Brittany Adebumola, the current student who performed in the reading of The Story, backed this up when I spoke to her. “I remember my freshman year we did a show about utopian society,” she said. “Then the following year it was about love, and then the last one was about police brutality. And this year our show is about the history of black women.”
“So whatever they want to explore” (Suzy again) “we say yes to that and help them create a play that they then perform in professional Off-Broadway theaters.”
Not only, then, are the students’ experiences validated in the private sphere of the classroom with Opening Act staff, they are validated in the public sphere of a major stage. This year, Opening Act’s YESfest, the culmination of all the high schools’ projects, was held at New York Live Arts, a major Off-Broadway theater dedicated to fostering original works. For the students to see their work come to fruition after a year of hard work in the space of idols and role models, to be in the same position as those in the public eye with the perceived cultural power and influence, indicates to them that what they have to say matters to a wide audience; that what they have to say is important and as universal as it is personal.
At the play reading gala, those in attendance got a taste of what the students of Opening Act come up with:
Before the main presentation of The Story, a group of Opening Act students performed their original piece The Me You Don’t See, which premiered back in November at HBO Headquarters in Manhattan. The piece was immensely powerful, an exploration of social expectations and assumptions as seen in the simple setting of a New York City subway car.

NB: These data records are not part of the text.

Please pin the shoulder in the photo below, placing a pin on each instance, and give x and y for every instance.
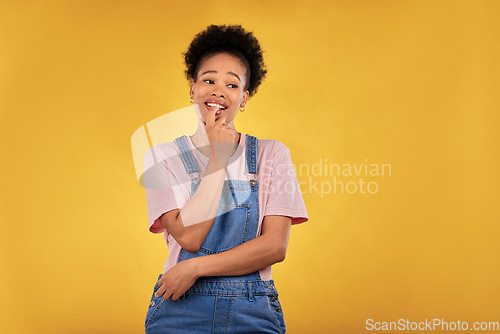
(163, 150)
(272, 146)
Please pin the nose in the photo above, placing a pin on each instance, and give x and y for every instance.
(217, 91)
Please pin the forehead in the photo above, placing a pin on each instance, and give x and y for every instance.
(222, 62)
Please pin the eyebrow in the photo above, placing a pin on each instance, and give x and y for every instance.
(213, 71)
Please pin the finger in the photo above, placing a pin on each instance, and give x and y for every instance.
(167, 295)
(211, 115)
(220, 121)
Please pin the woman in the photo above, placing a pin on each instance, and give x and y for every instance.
(230, 222)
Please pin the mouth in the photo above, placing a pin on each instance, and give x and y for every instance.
(220, 107)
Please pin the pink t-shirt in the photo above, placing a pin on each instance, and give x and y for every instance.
(168, 185)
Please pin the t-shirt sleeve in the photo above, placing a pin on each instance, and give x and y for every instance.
(284, 197)
(163, 193)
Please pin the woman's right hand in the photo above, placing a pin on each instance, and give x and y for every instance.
(221, 137)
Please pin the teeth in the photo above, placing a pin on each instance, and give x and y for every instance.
(210, 104)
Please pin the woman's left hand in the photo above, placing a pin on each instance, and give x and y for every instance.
(177, 280)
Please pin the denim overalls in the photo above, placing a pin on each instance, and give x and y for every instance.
(222, 304)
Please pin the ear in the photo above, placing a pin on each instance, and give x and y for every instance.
(191, 89)
(245, 98)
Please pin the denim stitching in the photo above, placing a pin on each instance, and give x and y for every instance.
(273, 315)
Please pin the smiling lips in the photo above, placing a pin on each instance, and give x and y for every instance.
(220, 107)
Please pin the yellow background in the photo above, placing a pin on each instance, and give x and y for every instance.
(410, 83)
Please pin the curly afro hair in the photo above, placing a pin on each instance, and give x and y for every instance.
(232, 39)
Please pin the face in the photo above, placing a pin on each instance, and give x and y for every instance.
(221, 80)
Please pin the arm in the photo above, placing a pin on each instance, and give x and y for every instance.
(188, 226)
(250, 256)
(191, 224)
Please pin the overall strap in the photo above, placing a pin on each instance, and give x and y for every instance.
(186, 155)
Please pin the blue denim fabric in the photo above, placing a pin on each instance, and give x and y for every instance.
(222, 304)
(218, 307)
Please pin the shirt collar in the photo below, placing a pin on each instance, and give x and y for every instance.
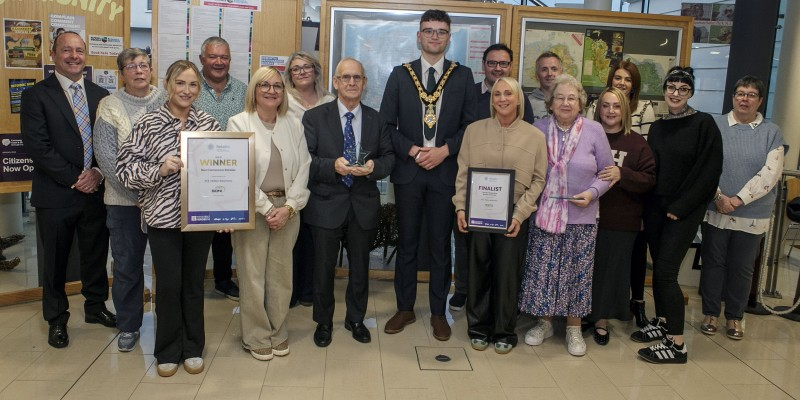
(343, 110)
(754, 124)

The sheer depth of thought and exploration in the show was astonishing, rivaling much of what I’ve seen from seasoned playwrights.

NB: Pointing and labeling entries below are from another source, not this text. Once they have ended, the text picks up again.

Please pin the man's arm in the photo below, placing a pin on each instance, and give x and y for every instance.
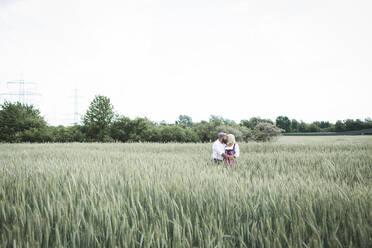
(217, 149)
(237, 151)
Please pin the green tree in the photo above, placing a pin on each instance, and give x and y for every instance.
(219, 120)
(253, 121)
(21, 123)
(98, 118)
(283, 122)
(294, 125)
(184, 120)
(266, 132)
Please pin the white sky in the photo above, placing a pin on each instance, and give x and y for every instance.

But, of course, it’s not all about the product. In fact, according to some drama-in-education theorists, the product is the least important aspect of the work. While I’ll leave that particular discussion for academics, I will say that the arts provides young people an opportunity to discover their voice and feel more confident in themselves through the process of self-expression. The arts have a unique way of putting folks in touch with the world around them.
The impact Opening Act has is very real. During our discussion, Suzy Myers Jackson told me that she’s heard time and time again from teachers and parents how the kids changed after being a part of Opening Act. In fact, they even hear as much from the students themselves. Of a freshman in one of her classes this year, Suzy said:
“At the end [of the first class] she came up . . . and she said, ‘This is really cool. You know, I’m an artist, I like to paint and draw, but I thought acting could be fun too.’ And then she said, ‘I can already tell this is going to make me raise my hand in class more.’”
The organization also has some pretty astonishing statistics to show numerically the impact the arts have on the lives of young people (statistics quoted from Opening Act’s website): 96% of students say they are better able to understand how others think; 95% showed increased self-confidence; and 94% indicated that Opening Act motivated them to attend school.
Opening Act undeniably fills a need for arts in New York City public schools. Not only do the teaching artists help the kids find their voice, they are shown that there’s someone who wants to listen to all that they have to say. While, yes, all children in New York deserve arts education, the educational world doesn’t end at the city limits. Schools throughout the country are facing dire prospects when it comes to the arts; schools throughout the country are becoming increasingly segregated and neglected, especially in the wake of the increased expansion of charter schools and the swelling rate of urban abandonment by the affluent.
Now, these are complex problems that have no easy solution, so I dare not propose one here. All I will say is that, in terms of serving the schools ignored by their own districts, Opening Act is setting an example, showing once and for all the need for arts in education.
But don’t just take my word for it: ask all those who attended the play reading.